Which of the following is used to measure the strength of association between bivariate data?

Problem Statement

Perhaps you would like to test whether there is a statistically significant linear relationship between two continuous variables, weight and height (and by extension, infer whether the association is significant in the population). You can use a bivariate Pearson Correlation to test whether there is a statistically significant linear relationship between height and weight, and to determine the strength and direction of the association.

Before the Test

In the sample data, we will use two variables: “Height” and “Weight.” The variable “Height” is a continuous measure of height in inches and exhibits a range of values from 55.00 to 84.41 (Analyze > Descriptive Statistics > Descriptives). The variable “Weight” is a continuous measure of weight in pounds and exhibits a range of values from 101.71 to 350.07.

Before we look at the Pearson correlations, we should look at the scatterplots of our variables to get an idea of what to expect. In particular, we need to determine if it's reasonable to assume that our variables have linear relationships. Click Graphs > Legacy Dialogs > Scatter/Dot. In the Scatter/Dot window, click Simple Scatter, then click Define. Move variable Height to the X Axis box, and move variable Weight to the Y Axis box. When finished, click OK.

To add a linear fit like the one depicted, double-click on the plot in the Output Viewer to open the Chart Editor. Click Elements > Fit Line at Total. In the Properties window, make sure the Fit Method is set to Linear, then click Apply. (Notice that adding the linear regression trend line will also add the R-squared value in the margin of the plot. If we take the square root of this number, it should match the value of the Pearson correlation we obtain.)

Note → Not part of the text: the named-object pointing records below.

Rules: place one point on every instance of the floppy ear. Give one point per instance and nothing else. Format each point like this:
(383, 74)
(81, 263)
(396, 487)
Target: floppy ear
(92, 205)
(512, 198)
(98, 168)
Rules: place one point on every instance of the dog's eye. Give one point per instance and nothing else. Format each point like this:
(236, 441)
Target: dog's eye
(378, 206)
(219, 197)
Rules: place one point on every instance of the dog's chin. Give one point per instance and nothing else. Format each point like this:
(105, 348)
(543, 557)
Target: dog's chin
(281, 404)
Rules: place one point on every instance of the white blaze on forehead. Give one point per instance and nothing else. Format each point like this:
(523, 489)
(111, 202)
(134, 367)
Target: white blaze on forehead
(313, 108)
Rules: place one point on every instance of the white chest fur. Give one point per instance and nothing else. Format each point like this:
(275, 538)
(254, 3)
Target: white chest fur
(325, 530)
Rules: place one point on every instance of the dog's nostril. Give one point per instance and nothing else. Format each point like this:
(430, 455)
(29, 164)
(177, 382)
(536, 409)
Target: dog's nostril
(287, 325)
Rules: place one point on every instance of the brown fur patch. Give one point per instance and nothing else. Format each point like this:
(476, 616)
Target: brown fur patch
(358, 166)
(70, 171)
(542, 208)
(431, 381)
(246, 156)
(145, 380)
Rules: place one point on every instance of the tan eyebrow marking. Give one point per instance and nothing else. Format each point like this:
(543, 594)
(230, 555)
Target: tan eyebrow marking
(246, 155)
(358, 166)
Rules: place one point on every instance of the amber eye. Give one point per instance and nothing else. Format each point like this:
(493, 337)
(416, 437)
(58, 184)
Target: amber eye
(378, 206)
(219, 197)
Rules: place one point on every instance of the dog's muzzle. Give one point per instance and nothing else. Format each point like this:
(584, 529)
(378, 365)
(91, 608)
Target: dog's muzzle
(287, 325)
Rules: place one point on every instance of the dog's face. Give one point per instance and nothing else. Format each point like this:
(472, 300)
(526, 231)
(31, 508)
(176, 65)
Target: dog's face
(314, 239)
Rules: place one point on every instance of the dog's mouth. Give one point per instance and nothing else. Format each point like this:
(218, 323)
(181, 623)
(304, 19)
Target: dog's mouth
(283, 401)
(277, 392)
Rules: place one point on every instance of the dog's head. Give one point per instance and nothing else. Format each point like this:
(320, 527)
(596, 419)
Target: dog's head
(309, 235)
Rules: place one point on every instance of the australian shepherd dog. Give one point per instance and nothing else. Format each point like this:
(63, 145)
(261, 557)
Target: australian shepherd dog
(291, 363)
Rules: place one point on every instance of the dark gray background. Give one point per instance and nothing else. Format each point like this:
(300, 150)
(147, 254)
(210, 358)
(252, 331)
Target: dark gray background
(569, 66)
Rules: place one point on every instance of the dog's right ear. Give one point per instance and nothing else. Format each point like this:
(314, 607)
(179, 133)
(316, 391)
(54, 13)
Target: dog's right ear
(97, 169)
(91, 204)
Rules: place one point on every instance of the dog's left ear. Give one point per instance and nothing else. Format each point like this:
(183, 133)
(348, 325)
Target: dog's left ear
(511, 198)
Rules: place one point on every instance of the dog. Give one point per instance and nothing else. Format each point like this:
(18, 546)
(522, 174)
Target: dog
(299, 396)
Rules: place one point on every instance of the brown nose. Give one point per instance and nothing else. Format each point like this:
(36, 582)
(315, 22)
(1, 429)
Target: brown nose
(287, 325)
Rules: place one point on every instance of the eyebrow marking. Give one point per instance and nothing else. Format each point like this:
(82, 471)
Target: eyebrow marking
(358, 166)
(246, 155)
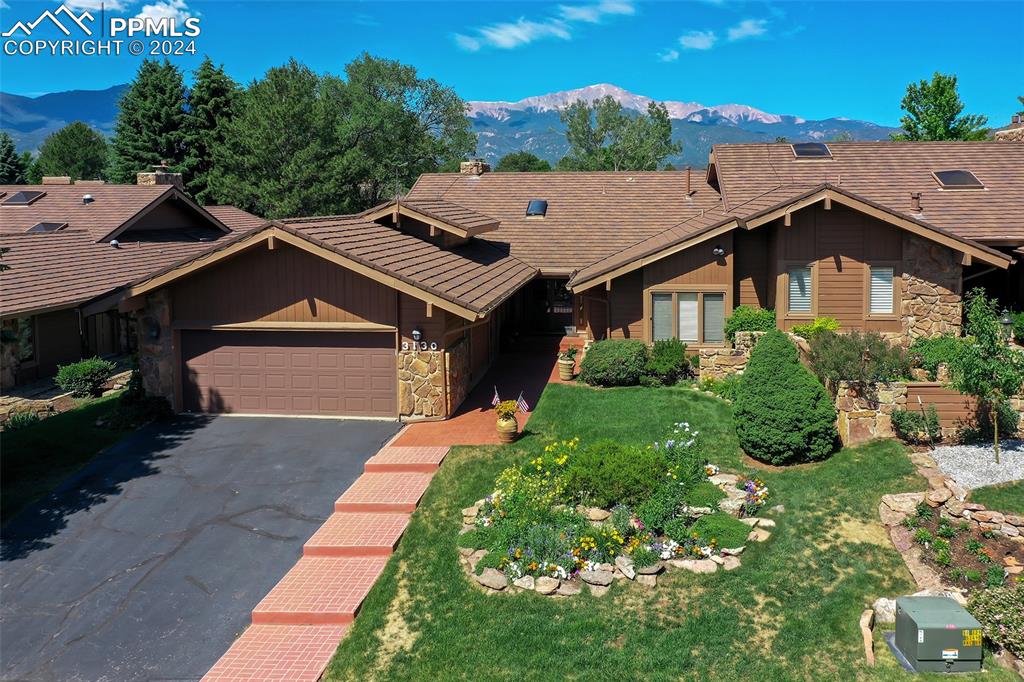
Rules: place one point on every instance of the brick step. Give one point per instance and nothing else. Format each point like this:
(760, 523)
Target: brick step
(424, 459)
(384, 493)
(320, 590)
(288, 653)
(357, 534)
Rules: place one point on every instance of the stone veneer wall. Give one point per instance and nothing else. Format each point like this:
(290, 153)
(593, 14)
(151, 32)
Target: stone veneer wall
(932, 289)
(156, 356)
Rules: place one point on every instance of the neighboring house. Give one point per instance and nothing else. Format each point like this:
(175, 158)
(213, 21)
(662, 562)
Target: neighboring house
(398, 310)
(61, 241)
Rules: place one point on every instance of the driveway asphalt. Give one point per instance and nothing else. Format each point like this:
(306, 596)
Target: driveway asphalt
(145, 564)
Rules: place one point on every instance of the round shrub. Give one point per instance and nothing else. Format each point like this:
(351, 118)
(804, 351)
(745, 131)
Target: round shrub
(86, 377)
(749, 318)
(614, 363)
(782, 414)
(608, 473)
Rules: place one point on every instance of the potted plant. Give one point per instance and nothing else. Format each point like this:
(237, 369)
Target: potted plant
(508, 427)
(566, 364)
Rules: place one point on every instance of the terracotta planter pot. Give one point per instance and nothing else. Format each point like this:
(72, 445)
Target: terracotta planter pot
(508, 429)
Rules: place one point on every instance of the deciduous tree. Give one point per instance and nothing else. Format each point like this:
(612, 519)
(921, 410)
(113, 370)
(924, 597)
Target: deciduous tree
(934, 113)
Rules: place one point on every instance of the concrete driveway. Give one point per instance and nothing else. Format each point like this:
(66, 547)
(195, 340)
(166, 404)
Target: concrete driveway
(146, 563)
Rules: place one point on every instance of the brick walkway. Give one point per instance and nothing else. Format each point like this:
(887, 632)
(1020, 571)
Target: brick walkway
(529, 369)
(297, 627)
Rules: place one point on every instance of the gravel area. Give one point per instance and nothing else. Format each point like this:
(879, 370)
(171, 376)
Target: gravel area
(974, 466)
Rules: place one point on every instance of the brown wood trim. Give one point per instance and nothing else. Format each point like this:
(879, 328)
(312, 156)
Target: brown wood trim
(282, 326)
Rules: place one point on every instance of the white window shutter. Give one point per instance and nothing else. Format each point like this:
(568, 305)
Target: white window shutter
(882, 290)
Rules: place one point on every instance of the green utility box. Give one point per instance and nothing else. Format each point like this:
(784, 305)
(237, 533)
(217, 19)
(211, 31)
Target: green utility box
(937, 635)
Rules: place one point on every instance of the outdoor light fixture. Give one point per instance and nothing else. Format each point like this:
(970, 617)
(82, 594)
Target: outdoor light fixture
(1007, 323)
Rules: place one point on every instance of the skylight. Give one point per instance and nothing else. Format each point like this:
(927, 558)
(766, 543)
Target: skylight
(46, 226)
(537, 208)
(957, 179)
(24, 198)
(811, 151)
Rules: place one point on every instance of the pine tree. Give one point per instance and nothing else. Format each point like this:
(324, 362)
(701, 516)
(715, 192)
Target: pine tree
(76, 151)
(211, 103)
(12, 167)
(150, 127)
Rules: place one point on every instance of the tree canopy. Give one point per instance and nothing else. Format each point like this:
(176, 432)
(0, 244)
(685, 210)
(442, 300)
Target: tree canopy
(76, 151)
(521, 162)
(602, 136)
(12, 166)
(150, 127)
(934, 113)
(211, 102)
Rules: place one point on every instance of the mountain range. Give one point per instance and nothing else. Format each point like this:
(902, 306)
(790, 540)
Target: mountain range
(531, 124)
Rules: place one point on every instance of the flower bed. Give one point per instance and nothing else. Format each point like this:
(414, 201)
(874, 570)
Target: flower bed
(588, 515)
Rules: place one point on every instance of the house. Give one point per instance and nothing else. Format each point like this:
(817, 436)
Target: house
(398, 310)
(70, 243)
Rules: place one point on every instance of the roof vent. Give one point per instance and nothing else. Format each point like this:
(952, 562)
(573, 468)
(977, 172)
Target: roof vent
(538, 208)
(811, 151)
(957, 179)
(24, 198)
(46, 226)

From the scatterplot, we can see that as height increases, weight also tends to increase. There does appear to be some linear relationship.

Running the Test

To run the bivariate Pearson Correlation, click Analyze > Correlate > Bivariate. Select the variables Height and Weight and move them to the Variables box. In the Correlation Coefficients area, select Pearson. In the Test of Significance area, select your desired significance test, two-tailed or one-tailed. We will select a two-tailed significance test in this example. Check the box next to Flag significant correlations.

Click OK to run the bivariate Pearson Correlation. Output for the analysis will display in the Output Viewer.

Syntax

CORRELATIONS
   /VARIABLES=Weight Height
   /PRINT=TWOTAIL NOSIG
   /MISSING=PAIRWISE.

Output

Tables

The results will display the correlations in a table, labeled Correlations.

A Correlation of Height with itself (r=1), and the number of nonmissing observations for height (n=408).

B Correlation of height and weight (r=0.513), based on n=354 observations with pairwise nonmissing values.

C Correlation of height and weight (r=0.513), based on n=354 observations with pairwise nonmissing values.

D Correlation of weight with itself (r=1), and the number of nonmissing observations for weight (n=376).

The important cells we want to look at are either B or C. (Cells B and C are identical, because they include information about the same pair of variables.) Cells B and C contain the correlation coefficient for the correlation between height and weight, its p-value, and the number of complete pairwise observations that the calculation was based on.

The correlations in the main diagonal (cells A and D) are all equal to 1. This is because a variable is always perfectly correlated with itself. Notice, however, that the sample sizes are different in cell A (n=408) versus cell D (n=376). This is because of missing data -- there are more missing observations for variable Weight than there are for variable Height.

If you have opted to flag significant correlations, SPSS will mark a 0.05 significance level with one asterisk (*) and a 0.01 significance level with two asterisks (0.01). In cell B (repeated in cell C), we can see that the Pearson correlation coefficient for height and weight is .513, which is significant (p < .001 for a two-tailed test), based on 354 complete observations (i.e., cases with nonmissing values for both height and weight).

Decision and Conclusions

Based on the results, we can state the following:

• Weight and height have a statistically significant linear relationship (r=.513, p < .001).
• The direction of the relationship is positive (i.e., height and weight are positively correlated), meaning that these variables tend to increase together (i.e., greater height is associated with greater weight).
• The magnitude, or strength, of the association is approximately moderate (.3 < | r | < .5).

What is used to measure the strength of the association between bivariate data?

Which of the following is used to measure the strength?

How can you tell if a set of bivariate data shows a linear relationship?

What do you call a data that involves two variables?